CSI Helps Stevenson Discover Innovative Solution to Wastewater Dilemma
By Leana Johnson, City of Stevenson & Kari Fagerness, Skamania EDC
In February of 2016 the City of Stevenson began the process of updating its General Sewer Plan and Wastewater Facilities Plan. This update was triggered by an increase in organic waste —Biological Oxygen Demand (BOD) and Total Suspended Solids (TSS). This eventually led to an Administrative Order being issued in June of 2017 by the Department of Ecology with one major message: Increase the capacity of the wastewater treatment plant (WWTP). The price tag for this increased capacity is estimated at $14M. The financial burden we are faced with is crushing for our community of 1,560, with only 436 sewer connections and 25% of our residents at or below the poverty line.
The City created the Stevenson Waste Water Clarifiers Committee to engage the community stakeholders in the process and to rebuild the trust that was lost through the plan update process. The Committee members are a combination of business representatives, high BOD strength dischargers, councilmembers, members of the community, the Port of Skamania and the Skamania County Economic Development Council (EDC). It is the city’s partnership with the EDC that led to the connection with the Economic Development Administration (EDA) and ultimately the Center for Sustainable Infrastructure (CSI) for help on exploring alternative solutions.
The EDC was introduced to CSI and their efforts through a connection made with an EDA representative at a Washington State conference. The EDA representative indicated that they provided CSI a grant to assist communities with their infrastructure challenges. After a meeting between the CSI, Port of Skamania, EDC, and the City, the consensus was to leverage the Department of Ecology grant opportunity for a value planning design charrette for the Stevenson wastewater system upgrades. Our hope was that this process would result in the following outcomes:
Bring the City, residents, local industries and businesses together.

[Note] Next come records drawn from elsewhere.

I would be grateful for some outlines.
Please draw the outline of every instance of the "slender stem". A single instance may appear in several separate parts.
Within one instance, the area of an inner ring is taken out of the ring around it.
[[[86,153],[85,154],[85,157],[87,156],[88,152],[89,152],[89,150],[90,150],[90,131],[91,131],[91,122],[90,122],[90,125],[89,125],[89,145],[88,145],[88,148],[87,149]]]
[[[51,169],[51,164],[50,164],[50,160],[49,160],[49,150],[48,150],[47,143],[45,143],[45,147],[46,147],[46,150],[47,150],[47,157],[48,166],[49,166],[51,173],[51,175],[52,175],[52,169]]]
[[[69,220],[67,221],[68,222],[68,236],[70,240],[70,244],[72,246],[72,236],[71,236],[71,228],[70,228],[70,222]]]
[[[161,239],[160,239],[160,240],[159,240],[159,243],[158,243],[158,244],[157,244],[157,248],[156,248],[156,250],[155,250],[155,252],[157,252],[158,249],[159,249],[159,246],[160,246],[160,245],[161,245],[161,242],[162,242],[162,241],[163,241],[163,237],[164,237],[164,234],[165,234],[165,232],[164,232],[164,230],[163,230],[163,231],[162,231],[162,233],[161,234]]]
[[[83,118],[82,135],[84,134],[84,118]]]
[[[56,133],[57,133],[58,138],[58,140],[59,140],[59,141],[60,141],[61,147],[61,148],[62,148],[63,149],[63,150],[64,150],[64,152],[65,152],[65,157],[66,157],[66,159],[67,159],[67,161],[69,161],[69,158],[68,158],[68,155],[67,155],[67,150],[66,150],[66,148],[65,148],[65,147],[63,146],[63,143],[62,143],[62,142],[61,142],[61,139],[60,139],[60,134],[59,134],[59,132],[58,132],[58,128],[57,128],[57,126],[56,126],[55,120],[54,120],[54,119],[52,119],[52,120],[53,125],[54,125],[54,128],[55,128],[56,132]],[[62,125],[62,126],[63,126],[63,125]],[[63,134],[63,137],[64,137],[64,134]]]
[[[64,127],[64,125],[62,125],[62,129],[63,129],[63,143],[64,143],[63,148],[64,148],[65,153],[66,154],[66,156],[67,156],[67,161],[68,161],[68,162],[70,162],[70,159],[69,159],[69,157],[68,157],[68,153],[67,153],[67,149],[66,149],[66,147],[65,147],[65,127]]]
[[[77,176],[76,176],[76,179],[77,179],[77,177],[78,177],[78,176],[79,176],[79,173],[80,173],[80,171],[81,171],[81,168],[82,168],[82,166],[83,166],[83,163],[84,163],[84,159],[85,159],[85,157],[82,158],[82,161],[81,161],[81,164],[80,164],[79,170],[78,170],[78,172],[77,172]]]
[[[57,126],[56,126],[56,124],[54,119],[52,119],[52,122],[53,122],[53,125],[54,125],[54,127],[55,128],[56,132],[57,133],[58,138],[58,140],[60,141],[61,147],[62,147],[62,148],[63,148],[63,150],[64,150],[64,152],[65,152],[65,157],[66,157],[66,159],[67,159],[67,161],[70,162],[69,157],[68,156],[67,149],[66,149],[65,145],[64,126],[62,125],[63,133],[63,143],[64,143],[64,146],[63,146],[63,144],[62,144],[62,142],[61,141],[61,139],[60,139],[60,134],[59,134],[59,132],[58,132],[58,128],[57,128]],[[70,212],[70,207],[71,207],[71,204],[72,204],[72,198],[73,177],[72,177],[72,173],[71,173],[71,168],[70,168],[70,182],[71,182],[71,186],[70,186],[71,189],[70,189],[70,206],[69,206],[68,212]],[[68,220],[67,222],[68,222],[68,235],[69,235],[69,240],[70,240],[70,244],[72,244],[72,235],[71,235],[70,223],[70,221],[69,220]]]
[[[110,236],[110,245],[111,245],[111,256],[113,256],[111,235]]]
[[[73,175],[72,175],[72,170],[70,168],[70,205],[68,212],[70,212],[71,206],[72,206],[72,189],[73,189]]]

Build buy-in, inclusion and consensus on a way forward.
Right-size the solution and look at the system holistically rather than within the WWTP boundaries.

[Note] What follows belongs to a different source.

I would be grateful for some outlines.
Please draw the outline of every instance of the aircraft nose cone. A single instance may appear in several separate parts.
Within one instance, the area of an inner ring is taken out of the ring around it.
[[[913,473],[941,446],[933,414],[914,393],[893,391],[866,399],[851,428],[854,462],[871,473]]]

Ensure long-term permit compliance for the WWTP.Fiscally sustainable solutions for the community.
Planning for the workshop began almost immediately and included gathering together a group of participants that would represent the many stakeholders involved. The list of participants invited included the Waste Water Clarifiers Committee (which included all of the presumed significant industrial users within the current WWTP system), members of the Department of Ecology, representatives from the contracted plant operators, community members, and the EDA. One goal was to get a diverse group of people to look at the challenge from many different angles. Another goal of the value planning exercise was to build trust between the city and community.
Prior to the value planning workshop the various community stakeholders and the CSI team toured the treatment plant as well as several other businesses that contribute significant loads based on their commercial and industrial uses. The tours were followed by a social hour at Skamania Lodge which gave everyone an opportunity to meet the team.
The workshop began with an overview of the goals and objectives along with a discussion about value planning and setting expectations for the participants. The rest of the morning was spent “Priming the Pump” through the creation of an Idea box that housed multiple brainstorming lists that included 1) Resources Inside/Outside, 2) New Building Blocks, 3) Constraints (real or perceived), and 4) Levers for Change. The group was able to identify some key themes and develop propelling questions that ultimately lead to creating success criteria for the project. During lunch, the CSI team, aided by the EDC and City staff, was able to group the entire list of propelling questions into 5 main categories and the afternoon was dedicated to creating a thoughtful collection of potential solutions. This culminated in a series of really interesting pitch presentations by each group outlining the possible solutions that met the success criteria.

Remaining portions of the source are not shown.